Porque Edilberto en este volumen, hace mucho más que antologar sus textos. Recopila sus obsesiones: la memoria, los fantasmas, la pareja, la familia, los destellos, los atisbos, la divinidad y la locura que viene desde o por culpa de ella, y sobre todo esto, la escritura. Y al recopilar sus manías, las afila y perfecciona, las dispone en pequeños cuerpos de choque, eficaces y certeros. Edilberto, en la filigrana de sus historias se detiene ante las rosas y las hormigas, observa el misterioso vuelo de la mosca, y prefiere las horas deshojando el porqué del sueño del escarabajo que amanece seco en el patio. Ya se sabe, él no es el único autor con obsesiones, y en su caso comparte con uno de sus ídolos personales, José Emilio Pacheco, la sisifeana afición de la corrección constante. Edilberto poda, como en la ya gastada figura del árbol bonsái, sus creaciones con un cuidado que le envidian los orfebres. Leí el bosquejo de “Distracción” por primera vez hace 12 años, y tras la primera corrección que volví a leer, el texto ya no ha cambiado, adivino, por una simple razón: así, justo así, debe quedarse. Lo mismo pasa con el texto titulado “Arte Poética” con el que suele despedir, magistral y alevosamente, a sus lectores en sus variadas entregas: no sólo resume perfectamente la vocación narrativa de Edilberto, y uno de sus motivos vitales hacia la escritura, también ha alcanzado un estado final al que ni siquiera el autor le puede inventar un pero a corregir.

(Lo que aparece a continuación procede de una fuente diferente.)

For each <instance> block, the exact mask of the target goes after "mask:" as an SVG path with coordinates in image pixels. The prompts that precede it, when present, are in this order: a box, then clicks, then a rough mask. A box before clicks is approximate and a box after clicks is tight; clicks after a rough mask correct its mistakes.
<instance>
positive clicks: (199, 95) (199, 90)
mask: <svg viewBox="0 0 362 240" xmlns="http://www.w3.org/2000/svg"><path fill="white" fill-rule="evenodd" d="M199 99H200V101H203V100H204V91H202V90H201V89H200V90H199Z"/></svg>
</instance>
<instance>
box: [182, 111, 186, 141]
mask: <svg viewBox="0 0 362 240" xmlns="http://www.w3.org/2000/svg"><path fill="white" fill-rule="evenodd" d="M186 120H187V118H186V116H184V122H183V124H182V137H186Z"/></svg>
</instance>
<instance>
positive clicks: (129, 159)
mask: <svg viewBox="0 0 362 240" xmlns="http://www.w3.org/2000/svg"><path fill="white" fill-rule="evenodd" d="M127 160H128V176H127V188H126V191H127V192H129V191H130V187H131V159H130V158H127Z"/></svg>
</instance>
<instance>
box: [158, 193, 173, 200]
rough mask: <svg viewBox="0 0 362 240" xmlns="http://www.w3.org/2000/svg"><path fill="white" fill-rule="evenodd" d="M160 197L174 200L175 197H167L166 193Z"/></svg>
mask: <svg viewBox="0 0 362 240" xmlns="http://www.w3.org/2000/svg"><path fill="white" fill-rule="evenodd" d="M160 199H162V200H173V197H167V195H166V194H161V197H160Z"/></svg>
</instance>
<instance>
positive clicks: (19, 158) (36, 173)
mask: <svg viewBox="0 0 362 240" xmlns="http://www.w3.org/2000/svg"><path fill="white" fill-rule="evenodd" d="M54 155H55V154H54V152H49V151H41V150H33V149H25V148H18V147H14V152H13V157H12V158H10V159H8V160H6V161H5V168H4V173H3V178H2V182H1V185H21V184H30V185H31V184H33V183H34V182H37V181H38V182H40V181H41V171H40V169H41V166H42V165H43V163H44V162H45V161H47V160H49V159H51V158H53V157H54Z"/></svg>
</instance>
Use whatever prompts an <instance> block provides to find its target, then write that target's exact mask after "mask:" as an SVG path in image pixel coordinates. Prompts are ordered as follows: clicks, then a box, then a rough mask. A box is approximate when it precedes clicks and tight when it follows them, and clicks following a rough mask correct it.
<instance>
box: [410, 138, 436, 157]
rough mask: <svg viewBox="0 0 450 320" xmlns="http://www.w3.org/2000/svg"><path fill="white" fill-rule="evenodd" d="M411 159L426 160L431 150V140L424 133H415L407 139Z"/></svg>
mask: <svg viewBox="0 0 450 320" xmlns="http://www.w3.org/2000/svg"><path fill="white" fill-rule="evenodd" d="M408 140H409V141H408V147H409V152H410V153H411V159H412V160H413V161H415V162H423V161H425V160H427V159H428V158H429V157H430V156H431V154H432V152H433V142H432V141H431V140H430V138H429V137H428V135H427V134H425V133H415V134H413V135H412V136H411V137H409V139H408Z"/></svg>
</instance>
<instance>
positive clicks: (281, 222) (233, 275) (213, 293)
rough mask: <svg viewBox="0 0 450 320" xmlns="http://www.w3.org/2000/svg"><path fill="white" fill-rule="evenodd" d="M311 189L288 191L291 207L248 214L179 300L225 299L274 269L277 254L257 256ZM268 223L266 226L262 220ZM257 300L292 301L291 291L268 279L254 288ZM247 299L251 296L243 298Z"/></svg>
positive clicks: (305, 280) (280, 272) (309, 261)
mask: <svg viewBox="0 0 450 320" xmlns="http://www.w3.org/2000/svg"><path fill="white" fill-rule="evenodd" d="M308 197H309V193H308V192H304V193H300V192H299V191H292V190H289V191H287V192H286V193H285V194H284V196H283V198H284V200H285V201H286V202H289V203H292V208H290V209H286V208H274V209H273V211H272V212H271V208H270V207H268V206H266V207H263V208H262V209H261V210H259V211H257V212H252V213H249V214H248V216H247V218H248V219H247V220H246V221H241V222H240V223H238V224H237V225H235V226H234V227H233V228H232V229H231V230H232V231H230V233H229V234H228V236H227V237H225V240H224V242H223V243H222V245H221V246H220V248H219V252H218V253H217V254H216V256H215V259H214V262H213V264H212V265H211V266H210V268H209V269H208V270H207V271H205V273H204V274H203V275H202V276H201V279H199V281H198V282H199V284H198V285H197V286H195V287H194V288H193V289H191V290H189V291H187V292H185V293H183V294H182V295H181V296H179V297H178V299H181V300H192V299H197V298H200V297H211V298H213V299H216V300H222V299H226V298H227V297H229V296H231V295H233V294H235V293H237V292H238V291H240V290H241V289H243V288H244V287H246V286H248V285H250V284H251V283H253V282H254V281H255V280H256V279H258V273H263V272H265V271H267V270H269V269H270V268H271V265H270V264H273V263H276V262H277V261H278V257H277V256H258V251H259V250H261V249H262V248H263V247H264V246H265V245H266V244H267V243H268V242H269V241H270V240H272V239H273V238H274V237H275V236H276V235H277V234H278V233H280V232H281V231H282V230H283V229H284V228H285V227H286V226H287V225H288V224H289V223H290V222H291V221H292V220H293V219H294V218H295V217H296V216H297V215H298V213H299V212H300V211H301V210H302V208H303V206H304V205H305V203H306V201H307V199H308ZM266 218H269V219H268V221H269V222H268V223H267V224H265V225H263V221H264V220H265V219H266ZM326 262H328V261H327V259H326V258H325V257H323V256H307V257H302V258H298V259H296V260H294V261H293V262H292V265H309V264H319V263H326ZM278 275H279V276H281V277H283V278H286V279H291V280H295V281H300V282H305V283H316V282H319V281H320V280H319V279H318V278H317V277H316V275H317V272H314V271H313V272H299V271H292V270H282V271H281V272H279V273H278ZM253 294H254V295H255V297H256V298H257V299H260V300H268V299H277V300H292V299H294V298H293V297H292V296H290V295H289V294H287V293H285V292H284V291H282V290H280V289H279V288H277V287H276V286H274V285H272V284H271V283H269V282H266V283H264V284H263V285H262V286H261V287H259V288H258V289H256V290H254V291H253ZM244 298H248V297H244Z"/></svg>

De las cuatro partes de este libro, bellamente editado por el IMAC, la primera y la tercera parte son anzuelos, los objetos brillantes que atraen y cautivan, para primero dejarnos a merced de la segunda parte (que es un golpe de villanía: textos duros, aleves y feroces) y al final dejarnos desamparados ante la perfecta maquinaria de la parte final, que no casualmente es la que tiene más historias, las más complejas y mejor trabajadas, y en donde acomoda los relatos con mayor extensión hasta llegar a la contundente última página de un libro que a más de uno nos deja con una cariñosa maldición en la boca (dirigida a él) y con esa sensación bien descrita por Rodrigo Fresán, de lamentar enormemente no haber sido uno el que escribió esas ficciones y a la vez agradecer con pasión que Edilberto sea el que las haya escrito tan bien.

Edilberto podrá no haber nacido en alguno de los cuatro Barrios de esta ciudad, pero yo ya no entiendo mis lecturas sin él, y a mi ciudad sin sus obsesiones.